Tratava-se de um médico
conceituado. Passava boa parte do ano no exterior em congressos, ministrando alguns,
inclusive. Apesar de todo esse conceito, sempre foi extremamente humano na hora
de lidar comigo nas consultas. Era realmente um médico com vocação para tal.
Anos depois, descobri, pela TV, que ele havia atestado o óbito da mãe de
Roberto Carlos, ou seja, ele continuava com seu sucesso profissional.

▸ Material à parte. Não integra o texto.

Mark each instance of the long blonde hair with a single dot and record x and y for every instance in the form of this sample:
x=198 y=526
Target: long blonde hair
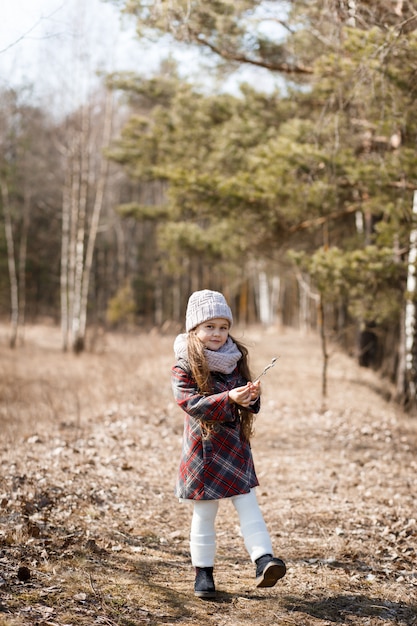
x=201 y=374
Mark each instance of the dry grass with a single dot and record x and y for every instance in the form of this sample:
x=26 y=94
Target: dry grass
x=88 y=456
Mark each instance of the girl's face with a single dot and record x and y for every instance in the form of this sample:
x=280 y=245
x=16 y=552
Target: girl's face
x=213 y=333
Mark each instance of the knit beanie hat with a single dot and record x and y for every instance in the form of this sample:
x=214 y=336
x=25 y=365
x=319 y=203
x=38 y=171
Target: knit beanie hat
x=206 y=305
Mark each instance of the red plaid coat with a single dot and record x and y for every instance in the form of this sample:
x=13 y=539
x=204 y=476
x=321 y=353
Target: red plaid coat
x=221 y=465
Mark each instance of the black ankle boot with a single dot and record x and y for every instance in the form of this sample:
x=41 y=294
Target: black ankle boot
x=204 y=583
x=269 y=570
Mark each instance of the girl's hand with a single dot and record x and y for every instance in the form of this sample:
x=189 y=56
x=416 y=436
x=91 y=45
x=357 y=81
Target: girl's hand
x=255 y=389
x=241 y=395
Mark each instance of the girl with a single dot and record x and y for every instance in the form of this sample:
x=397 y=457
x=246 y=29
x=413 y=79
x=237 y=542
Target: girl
x=211 y=383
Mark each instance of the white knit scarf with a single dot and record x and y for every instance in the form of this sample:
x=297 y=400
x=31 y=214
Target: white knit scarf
x=223 y=360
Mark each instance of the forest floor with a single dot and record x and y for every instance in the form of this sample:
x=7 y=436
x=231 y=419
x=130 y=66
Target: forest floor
x=91 y=534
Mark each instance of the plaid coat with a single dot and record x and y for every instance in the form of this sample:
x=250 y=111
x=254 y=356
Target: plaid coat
x=221 y=465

Entre tantos esclarecimentos, um
que foi a minha grande alegria. Claro que todos os amigos tinham lá suas razões
para eu ter aquilo e insistiam em me privar de muitas coisas, sobretudo no que
diz respeito à comida. Era meio óbvio, pois o problema era intestinal e algo
causaria aquilo ali. O Dr. Antônio Carlos desmitificou a questão alimentar
dizendo que, e exceção de condimentos fortes, que eu deveria evitar, e não me
privar de vez, eu não tinha nenhuma restrição alimentar. Fez apenas uma
ressalva: na crise, eu deveria evitar os derivados de leite por causa da
lactose. Não por uma questão de agravamento da doença, mas por conforto, pois a
lactose me faria ir mais vezes ao banheiro, portanto, eu sentiria mais dor,
mais vezes e por mais tempo. Eu já tinha ouvido isso de outra médica antes de
me internar pela segunda vez, mas não dei lá muito crédito. Fui descobrindo que
a alimentação restrita acabava por piorar o meu quadro em vez de melhorar, pois
como se trata de uma doença ligada ao emocional, a restrição alimentar me
deixava mal, pois nada pior que você não poder comer o que gosta.
O Dr. Antônio Carlos me
apresentou outra medicação, mais atual e apropriada para a doença: a
mesalazina. O que era uma doença de rico passou a ser doença de rico e famoso
porque a caixa pra 10 dias custava mais de R$100. Isso há 10 anos... Os
genéricos já existiam, mas não para esse medicamento. Comprei por alguns meses,
quando começaram as crises financeiras. Depois, consegui receber pelo Governo
do Estado, mas vivia em falta. Mais um detalhe: apesar de eu trabalhar, o Dr.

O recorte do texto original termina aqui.